› Por Marcos Zimmermann
En 1998, el país parecía vivir un tiempo de vacas gordas. Era el tiempo del despilfarro procaz del dólar. Pero había también, en el interior del país, sobre todo, otra Argentina.
Por entonces, yo estaba terminando mi libro Norte Argentino y había ido a fotografiar la gran inundación que había afectado a gran parte de la provincia de Corrientes, con idea de incluir algunas imágenes del desastre en el libro. Corrían allí muchas historias. En la Isla de las Damas, que queda frente a Goya, por ejemplo, sobre uno de los techos que surgían como islotes solitarios en el medio del río, Nemesio Sanabria se había refugiado con su abuela Obdulia de Aguirre. Después de tres días sin ayuda ni comida, el muchacho dormitaba. Y, en su sueño, recordaba el pasado: los dibujos que dejaban en su rostro las ramas del monte en época de seca y los cortes en las manos producidos por los bordes de las riendas endurecidas por el sol en el verano. Pero, sobre todo, recordaba cómo era el patio de su rancho y los dos árboles frutales, de los cuales ahora sólo se veían sus copas.

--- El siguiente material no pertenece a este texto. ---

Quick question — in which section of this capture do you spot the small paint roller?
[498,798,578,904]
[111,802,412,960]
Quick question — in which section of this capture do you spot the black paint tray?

–¡Nemesio, despertate! ¡Te vas a caer! –exclamó Obdulia de Aguirre, apoyando su grito con varios golpes que dio con un palo sobre el techo.
Nemesio Sanabria se sobresaltó. Y ese sobresalto lo salvó de caer en la corriente turbia, que pasaba por debajo de él. Desde donde estaba, el muchacho podía ver a Angela Zabala, su novia, sobre el techo del rancho de enfrente, muerta de pánico. Ella también lo miraba, sentada sobre una caja de cartón que contenía las pocas cosas que habían alcanzado a salvar del agua con su madre. Ninguno podía hacer nada por el otro. Cercados por ese río abismal y mirándose de techo a techo, sólo podían desprender sus sentimientos a través de sus miradas que se cruzaban como dardos, sorteando a los animales ahogados que pasaban flotando, cada tanto, entre los dos ranchos. Así se decían todo lo que jamás habían podido decirse frente a frente, no por temor, sino por falta de tiempo. Y no apartaban sus ojos de sus ojos sabiendo que, en cualquier momento, los postes de pindó que sostenían los techos de sus casas podían ceder.
En medio de aquellos pensamientos, Nemesio Sanabria volvió a cabecear. Desde atrás, Obdulia de Aguirre volvió a golpear el techo y a gritarle:
–¡Nemesio! ¡Nemesio! ¡Dale! ¡No te duermas que te vas a caer al agua, te digo!
Pero Nemesio Sanabria cedió al sueño. Un vuelo tenue, profundo y sencillo se apoderó de la cabeza. Su cuerpo giró despacio sobre sí mismo y, lentamente, se deslizó por el techo hasta hundirse en la corriente furiosa que se lo llevó de golpe. Obdulia de Aguirre intentó sostenerlo, pero tres días de vigilia habían horadado también sus fuerzas. Y Nemesio Sanabria se ahogó.
Angela Zabala también vio cómo la corriente se llevaba a su novio. Cómo, el mismo río, junto al cual hacía poquísimo había despertado a ese primer amor, ahora se lo quitaba. En un momento le pareció que descendían las aguas y que Nemesio Sanabria la saludaba alegremente desde el otro lado del terraplén del sur. Pero con el siguiente trueno esa esperanza se desangró. Y su sueño se disolvió en medio de aquella enorme masa de agua que no respetaba, no sólo la vida... sino, ni siquiera, los sueños de aquella joven que todavía no había cumplido los catorce años.
Tres años después de este episodio, el país se convirtió en un infierno. Sobrevino una enorme crisis y otra súbita creciente dejó a casi todos con el agua al cuello. El dólar explotó. Pero, con el tiempo, el agua bajó y muchos se repusieron. Angela Zabala no. Hoy tiene tres hijos de diferentes hombres. Pero, cada tanto, suele mirar el río y preguntarse por qué, desde entonces, nunca pudo volver a enamorarse.
Quizás haya sido porque, entonces, cotizaba muy bajo el dólar de los ranchos.